According to research completed by Albert H Mehrabian in the 1960s and 1970s body language accounts for 55 percent of the message being conveyed. Body language includes posture when delivering a message, the gestures used and even direct replacement of words such as American Sign Language. Other nonverbal body language clues include personal distance and the angle of the body when delivering a message. For example, a boss with crossed arms across a conference room will not be a positive image. If the boss gets close and pats you on the back while giving a compliment, you get an entirely different impression.

Facial Expressions

Facial expressions are the result of the muscle movements and angle of the face. When provided pictures of different facial expressions, we can name the emotion that is being conveyed such as glee, sadness, anger or fear. Facial expressions can also represent "masks," hiding our real emotions. For example, the salesman who is smiling at you may not be happy at all but irritated the sale has not been completed. Facial expressions can be combined with body language to convey even more complex emotions and messages.
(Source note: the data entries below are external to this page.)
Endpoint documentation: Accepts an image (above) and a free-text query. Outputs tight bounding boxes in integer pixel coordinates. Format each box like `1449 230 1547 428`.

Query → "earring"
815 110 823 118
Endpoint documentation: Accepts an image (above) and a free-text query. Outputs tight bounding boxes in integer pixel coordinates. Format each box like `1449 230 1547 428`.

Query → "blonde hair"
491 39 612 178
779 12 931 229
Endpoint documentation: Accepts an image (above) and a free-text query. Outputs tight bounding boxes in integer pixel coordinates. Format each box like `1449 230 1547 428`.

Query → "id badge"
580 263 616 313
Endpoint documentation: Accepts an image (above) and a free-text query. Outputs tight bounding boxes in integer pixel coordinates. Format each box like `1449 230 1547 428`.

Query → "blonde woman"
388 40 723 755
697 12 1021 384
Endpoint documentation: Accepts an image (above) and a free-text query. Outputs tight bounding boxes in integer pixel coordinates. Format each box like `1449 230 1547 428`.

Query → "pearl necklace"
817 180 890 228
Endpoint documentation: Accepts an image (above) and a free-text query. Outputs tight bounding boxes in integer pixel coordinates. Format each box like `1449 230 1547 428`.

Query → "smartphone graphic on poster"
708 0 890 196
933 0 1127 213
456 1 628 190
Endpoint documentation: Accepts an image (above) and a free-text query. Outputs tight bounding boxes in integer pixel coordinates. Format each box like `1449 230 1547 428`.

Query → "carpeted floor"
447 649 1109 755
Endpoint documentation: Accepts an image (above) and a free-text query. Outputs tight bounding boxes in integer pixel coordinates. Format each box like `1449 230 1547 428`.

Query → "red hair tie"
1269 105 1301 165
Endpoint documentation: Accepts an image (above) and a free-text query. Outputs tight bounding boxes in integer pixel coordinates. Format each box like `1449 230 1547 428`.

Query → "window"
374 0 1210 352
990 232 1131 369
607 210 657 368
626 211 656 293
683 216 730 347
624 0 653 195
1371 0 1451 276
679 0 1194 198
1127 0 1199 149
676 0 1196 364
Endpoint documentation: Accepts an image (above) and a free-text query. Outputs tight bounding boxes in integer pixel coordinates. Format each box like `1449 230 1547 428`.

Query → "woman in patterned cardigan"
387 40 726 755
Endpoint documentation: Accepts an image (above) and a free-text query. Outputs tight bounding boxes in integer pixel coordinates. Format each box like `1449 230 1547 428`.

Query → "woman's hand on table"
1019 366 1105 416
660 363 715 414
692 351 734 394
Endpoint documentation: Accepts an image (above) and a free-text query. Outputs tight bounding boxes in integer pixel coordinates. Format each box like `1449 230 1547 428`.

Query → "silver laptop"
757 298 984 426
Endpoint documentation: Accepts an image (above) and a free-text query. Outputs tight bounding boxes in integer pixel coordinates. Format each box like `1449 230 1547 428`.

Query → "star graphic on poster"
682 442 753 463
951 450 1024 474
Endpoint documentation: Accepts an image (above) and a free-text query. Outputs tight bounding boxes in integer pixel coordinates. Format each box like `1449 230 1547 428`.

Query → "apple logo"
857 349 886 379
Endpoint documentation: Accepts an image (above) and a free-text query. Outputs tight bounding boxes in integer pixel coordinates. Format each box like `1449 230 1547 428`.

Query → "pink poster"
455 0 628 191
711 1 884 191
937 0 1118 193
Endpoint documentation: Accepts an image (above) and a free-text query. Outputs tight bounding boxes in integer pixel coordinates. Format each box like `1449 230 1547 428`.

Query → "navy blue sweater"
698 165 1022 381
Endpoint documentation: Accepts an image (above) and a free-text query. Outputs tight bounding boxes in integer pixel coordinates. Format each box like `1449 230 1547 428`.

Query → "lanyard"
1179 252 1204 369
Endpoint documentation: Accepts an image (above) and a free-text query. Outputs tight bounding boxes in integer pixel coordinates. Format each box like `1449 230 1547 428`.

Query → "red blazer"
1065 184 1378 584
Cross Cultural Nonverbal Communication

Nonverbal communication differs from culture to culture. It is the culture that defines what body language, facial expressions and gestures mean. Since each culture is distinctive, it can making reading nonverbal communication clues difficult. For example, a woman from Japan may smile when discussing the death of a loved one. It is common in Japanese culture for a woman not to show pain so as not to bother others with grieving. In the United States this woman may seem cold because of her smile while discussing the death.

The Human Voice

The human voice conveys much more than just the words being said. The tone of the voice also revels the meaning of the words. A sarcastic tone of voice conveys the opposite meaning to what is being said. The voice can also give other nonverbal clues called paralanguage, which give other important clues to the listener. Paralanguage includes pronunciation, accents, fluency and whether the language being spoke is a native tongue. For example, we may be able to tell if a person is from New York City or North Carolina by the accent of the speaker.